In general, you have a bilevel optimization problem in which the inner problem is maximum of g with respect to x, subject to 0≤x≤10, is ≤ 0.8. If you want to read all about bilevel optimization, here is an expensive book "Practical Bilevel Optimization" by Bard https://www.springer.com/us/book/9780792354581 .
One easy but not completely rigorous way to deal with this is to make the g constraint into n constraints, one for each of n grid points for x in [0,10]. For instance, with grid spacing of 0.01, there are 1001 such constraints. And also −10 ≤ x1 ≤ −0.5 and 0 ≤ x2 ≤ 20. The objective function is −x1∗x2. This is a non-convex optimization problem, so you'll have to use a global optimizer to ensure finding the global minimum.
You could use FMINCON to solve this formulation, but that is a local optimizer, so you might not find the global optimum.
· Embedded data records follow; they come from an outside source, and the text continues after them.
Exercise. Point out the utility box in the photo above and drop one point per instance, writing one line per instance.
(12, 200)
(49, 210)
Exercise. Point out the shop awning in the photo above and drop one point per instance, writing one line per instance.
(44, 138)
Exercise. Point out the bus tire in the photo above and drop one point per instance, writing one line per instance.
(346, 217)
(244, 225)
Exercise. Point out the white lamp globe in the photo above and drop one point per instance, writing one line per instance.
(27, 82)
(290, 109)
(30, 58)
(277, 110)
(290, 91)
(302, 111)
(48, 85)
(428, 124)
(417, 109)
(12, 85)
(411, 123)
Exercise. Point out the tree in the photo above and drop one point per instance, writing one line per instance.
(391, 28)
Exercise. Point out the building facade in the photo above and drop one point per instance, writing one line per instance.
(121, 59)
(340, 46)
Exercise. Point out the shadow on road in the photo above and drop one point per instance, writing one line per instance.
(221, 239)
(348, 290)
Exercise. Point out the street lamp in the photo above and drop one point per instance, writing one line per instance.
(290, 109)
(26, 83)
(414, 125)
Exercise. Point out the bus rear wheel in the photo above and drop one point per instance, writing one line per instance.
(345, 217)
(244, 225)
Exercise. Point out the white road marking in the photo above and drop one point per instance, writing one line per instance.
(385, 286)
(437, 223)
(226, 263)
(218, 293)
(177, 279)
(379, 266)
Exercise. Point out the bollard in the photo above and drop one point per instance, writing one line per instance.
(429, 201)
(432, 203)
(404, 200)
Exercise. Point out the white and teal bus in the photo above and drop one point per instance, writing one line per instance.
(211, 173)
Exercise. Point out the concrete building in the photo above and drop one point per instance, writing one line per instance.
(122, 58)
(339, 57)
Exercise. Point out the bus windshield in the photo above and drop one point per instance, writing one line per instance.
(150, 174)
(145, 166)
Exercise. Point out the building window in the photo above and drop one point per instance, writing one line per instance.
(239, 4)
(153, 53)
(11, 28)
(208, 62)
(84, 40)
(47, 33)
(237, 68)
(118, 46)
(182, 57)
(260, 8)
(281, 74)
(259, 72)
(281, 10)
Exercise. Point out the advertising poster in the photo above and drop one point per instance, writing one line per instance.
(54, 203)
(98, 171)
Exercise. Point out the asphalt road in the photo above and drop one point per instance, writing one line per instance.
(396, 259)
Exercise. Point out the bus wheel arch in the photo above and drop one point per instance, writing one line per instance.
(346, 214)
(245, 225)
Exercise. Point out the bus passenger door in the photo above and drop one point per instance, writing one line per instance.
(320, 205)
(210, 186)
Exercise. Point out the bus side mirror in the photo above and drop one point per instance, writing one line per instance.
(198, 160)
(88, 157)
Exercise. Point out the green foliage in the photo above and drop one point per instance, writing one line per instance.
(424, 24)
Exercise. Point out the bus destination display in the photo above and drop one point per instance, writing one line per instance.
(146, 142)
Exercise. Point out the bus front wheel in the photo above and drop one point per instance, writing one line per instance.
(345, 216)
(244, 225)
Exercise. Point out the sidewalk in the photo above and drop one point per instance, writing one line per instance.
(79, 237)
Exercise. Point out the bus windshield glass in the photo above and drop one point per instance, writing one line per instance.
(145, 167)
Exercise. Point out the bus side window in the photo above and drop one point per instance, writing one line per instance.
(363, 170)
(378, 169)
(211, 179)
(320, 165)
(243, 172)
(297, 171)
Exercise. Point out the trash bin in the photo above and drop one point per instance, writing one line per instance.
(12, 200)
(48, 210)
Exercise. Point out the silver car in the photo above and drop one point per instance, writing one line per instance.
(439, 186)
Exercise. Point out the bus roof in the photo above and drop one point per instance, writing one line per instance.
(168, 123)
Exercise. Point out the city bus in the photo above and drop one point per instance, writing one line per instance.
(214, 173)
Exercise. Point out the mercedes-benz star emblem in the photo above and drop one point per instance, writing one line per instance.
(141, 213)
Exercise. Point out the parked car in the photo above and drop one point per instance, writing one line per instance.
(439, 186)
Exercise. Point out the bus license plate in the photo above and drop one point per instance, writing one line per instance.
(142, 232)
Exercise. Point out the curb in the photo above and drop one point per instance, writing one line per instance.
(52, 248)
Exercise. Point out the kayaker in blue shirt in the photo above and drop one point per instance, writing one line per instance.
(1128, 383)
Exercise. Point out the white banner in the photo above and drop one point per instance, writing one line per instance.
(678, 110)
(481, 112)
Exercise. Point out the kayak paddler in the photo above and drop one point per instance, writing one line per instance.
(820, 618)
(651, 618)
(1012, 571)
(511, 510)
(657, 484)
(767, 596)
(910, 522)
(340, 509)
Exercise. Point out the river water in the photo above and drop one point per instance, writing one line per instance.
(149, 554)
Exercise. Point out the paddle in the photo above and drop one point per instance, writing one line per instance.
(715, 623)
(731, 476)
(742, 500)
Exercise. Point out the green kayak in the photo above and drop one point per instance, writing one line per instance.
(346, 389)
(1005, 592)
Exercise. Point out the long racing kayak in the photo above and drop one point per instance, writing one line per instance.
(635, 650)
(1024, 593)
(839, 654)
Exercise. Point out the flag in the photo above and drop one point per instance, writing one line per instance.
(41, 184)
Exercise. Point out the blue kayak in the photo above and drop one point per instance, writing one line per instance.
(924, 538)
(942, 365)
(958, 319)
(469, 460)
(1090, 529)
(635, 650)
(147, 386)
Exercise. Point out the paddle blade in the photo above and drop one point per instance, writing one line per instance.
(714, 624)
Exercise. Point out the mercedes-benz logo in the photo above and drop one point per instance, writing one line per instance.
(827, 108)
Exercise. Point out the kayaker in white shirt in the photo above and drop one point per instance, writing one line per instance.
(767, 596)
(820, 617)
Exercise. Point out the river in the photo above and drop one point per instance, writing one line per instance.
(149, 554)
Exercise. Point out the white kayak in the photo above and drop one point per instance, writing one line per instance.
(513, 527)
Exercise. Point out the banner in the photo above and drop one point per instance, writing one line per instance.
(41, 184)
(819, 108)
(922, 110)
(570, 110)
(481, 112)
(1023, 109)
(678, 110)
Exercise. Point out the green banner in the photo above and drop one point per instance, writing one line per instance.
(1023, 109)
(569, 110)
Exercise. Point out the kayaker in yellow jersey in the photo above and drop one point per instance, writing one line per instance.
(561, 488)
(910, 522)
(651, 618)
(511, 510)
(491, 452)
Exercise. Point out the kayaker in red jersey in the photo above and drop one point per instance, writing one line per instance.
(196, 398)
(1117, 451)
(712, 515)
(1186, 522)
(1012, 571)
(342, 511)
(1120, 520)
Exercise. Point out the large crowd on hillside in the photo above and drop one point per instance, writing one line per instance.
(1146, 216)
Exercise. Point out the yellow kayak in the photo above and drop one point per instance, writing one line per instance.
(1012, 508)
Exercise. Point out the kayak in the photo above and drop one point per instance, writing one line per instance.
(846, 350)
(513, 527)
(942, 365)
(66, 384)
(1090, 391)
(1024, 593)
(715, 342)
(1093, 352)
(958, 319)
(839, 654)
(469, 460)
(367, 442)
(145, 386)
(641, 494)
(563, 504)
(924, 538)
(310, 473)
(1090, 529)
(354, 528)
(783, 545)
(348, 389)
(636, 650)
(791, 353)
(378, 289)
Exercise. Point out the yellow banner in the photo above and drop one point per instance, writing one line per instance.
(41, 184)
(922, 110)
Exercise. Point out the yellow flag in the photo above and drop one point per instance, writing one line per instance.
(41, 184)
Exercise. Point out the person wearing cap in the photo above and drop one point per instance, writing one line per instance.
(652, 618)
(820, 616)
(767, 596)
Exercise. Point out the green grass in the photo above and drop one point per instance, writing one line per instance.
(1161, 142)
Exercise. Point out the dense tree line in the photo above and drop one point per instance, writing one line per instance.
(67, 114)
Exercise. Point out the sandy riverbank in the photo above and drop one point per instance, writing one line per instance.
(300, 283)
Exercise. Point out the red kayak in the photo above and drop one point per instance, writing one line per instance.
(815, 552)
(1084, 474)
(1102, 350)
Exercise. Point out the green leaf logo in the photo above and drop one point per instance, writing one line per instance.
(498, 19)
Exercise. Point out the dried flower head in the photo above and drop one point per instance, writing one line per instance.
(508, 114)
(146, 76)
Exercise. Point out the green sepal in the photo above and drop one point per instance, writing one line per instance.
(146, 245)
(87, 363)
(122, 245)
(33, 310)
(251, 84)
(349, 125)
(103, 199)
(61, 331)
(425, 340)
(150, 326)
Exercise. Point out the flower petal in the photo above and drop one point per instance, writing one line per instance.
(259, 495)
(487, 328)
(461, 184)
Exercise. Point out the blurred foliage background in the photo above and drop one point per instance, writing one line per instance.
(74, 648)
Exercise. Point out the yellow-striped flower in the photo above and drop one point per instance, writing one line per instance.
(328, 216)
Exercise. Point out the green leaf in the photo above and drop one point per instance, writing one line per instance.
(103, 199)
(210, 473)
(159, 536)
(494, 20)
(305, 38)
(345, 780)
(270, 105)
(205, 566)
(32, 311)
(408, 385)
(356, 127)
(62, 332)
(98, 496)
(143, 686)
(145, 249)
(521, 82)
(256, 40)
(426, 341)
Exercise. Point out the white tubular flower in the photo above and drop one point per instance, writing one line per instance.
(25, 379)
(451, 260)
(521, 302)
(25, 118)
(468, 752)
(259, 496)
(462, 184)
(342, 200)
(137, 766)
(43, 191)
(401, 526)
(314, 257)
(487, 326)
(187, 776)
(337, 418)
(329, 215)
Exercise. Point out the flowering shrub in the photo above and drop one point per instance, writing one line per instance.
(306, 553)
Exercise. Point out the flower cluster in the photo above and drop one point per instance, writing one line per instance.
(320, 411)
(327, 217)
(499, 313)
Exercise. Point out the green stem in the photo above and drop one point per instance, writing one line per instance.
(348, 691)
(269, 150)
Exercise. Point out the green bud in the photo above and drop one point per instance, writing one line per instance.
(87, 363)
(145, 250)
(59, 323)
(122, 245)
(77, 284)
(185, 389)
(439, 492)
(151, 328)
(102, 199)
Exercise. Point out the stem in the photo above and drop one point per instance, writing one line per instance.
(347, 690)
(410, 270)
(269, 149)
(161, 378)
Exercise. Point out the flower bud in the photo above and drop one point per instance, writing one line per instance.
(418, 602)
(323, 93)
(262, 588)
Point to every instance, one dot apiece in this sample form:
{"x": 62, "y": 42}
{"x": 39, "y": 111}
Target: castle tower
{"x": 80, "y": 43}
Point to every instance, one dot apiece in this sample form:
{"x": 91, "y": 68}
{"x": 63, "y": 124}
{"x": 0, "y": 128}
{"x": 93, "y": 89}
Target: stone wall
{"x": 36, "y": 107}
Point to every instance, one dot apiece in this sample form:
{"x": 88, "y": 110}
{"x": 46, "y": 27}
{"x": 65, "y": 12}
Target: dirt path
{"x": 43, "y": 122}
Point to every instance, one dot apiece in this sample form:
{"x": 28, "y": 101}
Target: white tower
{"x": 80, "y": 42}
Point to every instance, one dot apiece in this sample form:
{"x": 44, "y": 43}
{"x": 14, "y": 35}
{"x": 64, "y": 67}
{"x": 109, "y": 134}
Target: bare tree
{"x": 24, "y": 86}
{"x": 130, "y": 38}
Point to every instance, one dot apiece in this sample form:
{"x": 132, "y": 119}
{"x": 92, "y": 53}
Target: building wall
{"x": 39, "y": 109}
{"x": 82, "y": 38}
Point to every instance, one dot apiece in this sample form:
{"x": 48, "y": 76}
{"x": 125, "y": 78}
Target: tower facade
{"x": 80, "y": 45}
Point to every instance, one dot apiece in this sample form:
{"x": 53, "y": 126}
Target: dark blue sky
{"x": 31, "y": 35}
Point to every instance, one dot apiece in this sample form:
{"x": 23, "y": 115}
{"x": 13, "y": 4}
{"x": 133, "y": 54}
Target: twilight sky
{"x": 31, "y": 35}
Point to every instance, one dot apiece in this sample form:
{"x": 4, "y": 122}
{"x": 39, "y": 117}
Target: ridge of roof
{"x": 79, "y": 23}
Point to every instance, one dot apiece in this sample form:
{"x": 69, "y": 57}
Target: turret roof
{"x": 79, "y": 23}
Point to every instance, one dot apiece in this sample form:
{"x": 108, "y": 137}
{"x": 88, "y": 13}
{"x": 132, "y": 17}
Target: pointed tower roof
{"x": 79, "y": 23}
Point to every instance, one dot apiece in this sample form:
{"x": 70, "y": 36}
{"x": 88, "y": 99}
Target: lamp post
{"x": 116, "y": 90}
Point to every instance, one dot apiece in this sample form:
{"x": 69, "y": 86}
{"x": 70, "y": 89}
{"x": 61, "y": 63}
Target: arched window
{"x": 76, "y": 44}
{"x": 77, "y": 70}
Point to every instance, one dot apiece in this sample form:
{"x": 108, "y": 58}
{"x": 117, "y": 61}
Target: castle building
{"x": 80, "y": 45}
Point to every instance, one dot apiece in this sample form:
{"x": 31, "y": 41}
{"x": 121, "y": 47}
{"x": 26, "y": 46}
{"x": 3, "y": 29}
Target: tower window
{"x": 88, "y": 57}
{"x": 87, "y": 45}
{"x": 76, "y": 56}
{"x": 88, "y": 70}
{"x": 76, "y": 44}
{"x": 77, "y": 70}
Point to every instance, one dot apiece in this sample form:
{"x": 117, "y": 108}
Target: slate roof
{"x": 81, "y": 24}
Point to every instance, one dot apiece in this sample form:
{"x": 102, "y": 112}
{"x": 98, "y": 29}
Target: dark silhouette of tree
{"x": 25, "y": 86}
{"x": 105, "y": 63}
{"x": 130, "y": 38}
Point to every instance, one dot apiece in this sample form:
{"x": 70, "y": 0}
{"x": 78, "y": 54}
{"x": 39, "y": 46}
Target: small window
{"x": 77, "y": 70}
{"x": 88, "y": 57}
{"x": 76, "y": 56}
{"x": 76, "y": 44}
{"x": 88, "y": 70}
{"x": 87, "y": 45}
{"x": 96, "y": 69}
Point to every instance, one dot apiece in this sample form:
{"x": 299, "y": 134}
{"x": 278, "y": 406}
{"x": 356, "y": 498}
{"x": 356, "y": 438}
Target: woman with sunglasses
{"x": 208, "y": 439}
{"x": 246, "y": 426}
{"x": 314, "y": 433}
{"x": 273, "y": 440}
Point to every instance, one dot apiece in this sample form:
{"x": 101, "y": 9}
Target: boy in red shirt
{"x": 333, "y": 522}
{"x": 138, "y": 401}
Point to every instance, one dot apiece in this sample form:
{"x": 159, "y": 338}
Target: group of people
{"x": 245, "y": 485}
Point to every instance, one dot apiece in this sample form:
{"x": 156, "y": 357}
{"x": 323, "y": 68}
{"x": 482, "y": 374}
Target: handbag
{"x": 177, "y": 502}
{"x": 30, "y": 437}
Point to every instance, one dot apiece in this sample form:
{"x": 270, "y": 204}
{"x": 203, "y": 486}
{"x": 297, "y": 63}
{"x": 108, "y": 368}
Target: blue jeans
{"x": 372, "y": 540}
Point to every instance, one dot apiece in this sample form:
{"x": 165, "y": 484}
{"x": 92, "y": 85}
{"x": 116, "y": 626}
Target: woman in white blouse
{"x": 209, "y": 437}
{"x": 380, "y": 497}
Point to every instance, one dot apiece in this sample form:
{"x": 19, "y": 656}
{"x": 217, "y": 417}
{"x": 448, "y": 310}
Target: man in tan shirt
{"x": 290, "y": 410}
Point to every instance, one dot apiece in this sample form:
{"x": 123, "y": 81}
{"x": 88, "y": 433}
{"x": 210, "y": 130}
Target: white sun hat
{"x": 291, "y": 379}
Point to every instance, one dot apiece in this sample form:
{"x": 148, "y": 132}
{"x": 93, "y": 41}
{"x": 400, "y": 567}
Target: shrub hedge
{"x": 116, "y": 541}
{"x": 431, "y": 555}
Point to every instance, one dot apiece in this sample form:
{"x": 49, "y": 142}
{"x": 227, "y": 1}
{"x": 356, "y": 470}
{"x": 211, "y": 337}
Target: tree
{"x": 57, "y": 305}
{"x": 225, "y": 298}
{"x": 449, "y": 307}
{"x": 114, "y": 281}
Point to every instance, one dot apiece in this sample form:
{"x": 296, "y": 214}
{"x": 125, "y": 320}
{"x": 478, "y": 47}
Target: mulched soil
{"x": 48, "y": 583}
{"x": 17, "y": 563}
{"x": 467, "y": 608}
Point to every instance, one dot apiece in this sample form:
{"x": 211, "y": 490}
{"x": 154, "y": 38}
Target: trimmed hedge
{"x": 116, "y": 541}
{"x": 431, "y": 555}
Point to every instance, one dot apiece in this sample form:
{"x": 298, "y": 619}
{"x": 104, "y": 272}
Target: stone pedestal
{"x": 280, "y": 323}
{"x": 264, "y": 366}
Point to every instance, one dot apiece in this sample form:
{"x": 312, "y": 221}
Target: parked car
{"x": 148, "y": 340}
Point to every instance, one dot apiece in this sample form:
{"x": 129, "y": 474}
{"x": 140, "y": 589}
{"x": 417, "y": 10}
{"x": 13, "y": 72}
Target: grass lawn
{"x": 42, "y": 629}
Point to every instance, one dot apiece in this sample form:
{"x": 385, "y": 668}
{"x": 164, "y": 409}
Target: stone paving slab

You could install YALMIP. then use BMIBNB (global optimizer which comes with YALMIP), specifying FMINCON as the upper solver.
Here is the YALMIP code your example in the comment:
x1 = sdpvar;
x2 = sdpvar;
x = 0:.01:10;
Con = [-10<=x1<=-0.5,0<=x2<=20,-(1+x1)/x1.*x+x1+5*exp(-(x-15).^2/50)<=0.8];
This example is quickly solved, with resulting optimal x1 = -10, x2 = 0. Actually any x1 in the range $-10 \le x1 \le -1.125$, which are the feasible values of x1, is optimal in conjunction with x2 = 0. This is a very easy problem to solve to global optimality. A little theoretical analysis could probably arrive at this solution for this example without the need for numerical optimization.